Running Simple Web Application using Docker and NGINX

  1. First step is to create a Dockerfile.
FROM node:14-alpine

WORKDIR /app

COPY . .

RUN npm install

EXPOSE 3000

CMD ["node", "index.js"]
  1. Build the Dockerfile using the below command.
docker build -t balav8/myapp:1.0 .
  1. Check the docker image which we have created.
docker images | grep myapp
  1. Run the application using the below command
docker run -p 3000:3000 balav8/myapp:1.0
  1. Check your browser to see the application working.

  2. Stop the container, as we need 3 instances of the same application.

  3. We will achieve the same using Docker Compose. Docker Compose is a tool which is used to run multiple containers easily.

  4. Let us create a docker-compose file.

version: '3'
services:
  app1:
    build: .
    environment:
      - APP_NAME=App1
    ports:
      - "3001:3000"

  app2:
    build: .
    environment:
      - APP_NAME=App2
    ports:
      - "3002:3000"

  app3:
    build: .
    environment:
      - APP_NAME=App3
    ports:
      - "3003:3000"

Here we are running 3 services, each service corresponds to a container.

  • app1: Name of the service.

  • build: . Build the image using the Dockerfile in the current directory.

  • environment: Sets the environment variable APP_NAME to App1.

  • ports: Maps port on the host to the port on the container.

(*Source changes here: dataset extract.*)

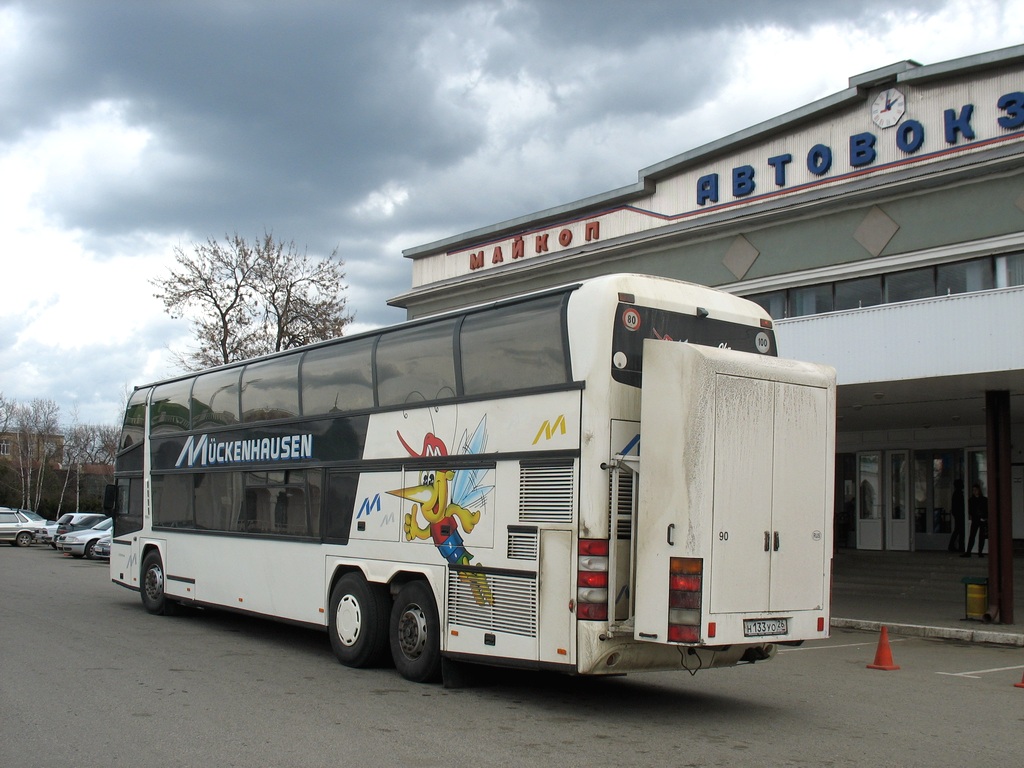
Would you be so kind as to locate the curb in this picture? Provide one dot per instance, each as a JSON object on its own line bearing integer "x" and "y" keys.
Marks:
{"x": 942, "y": 633}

  1. Since we have added environment variable, we need to make a slight change in our index.js file.
const express = require('express');
const path = require('path');
const app = express();

// Get the application name from the environment variable
const appName = process.env.APP_NAME || 'DefaultApp';

// Serve static files from the "public" directory
app.use(express.static(path.join(__dirname, 'public')));

// Route to serve the index page
app.get('/', (req, res) => {
  res.sendFile(path.join(__dirname, 'public', 'index.html'));
  console.log(`Request served by ${appName}`);
});

// Route to serve the about page
app.get('/about', (req, res) => {
  res.sendFile(path.join(__dirname, 'public', 'about.html'));
  console.log(`Request served by ${appName}`);
});

// Start the server on the specified port
const PORT = process.env.PORT || 3000;
app.listen(PORT, () => {
  console.log(`${appName} is running on <http://localhost>:${PORT}`);
});
  1. Run this compose file using the below command:
docker-compose up --build -d

  1. Check if the containers are running using docker ps command.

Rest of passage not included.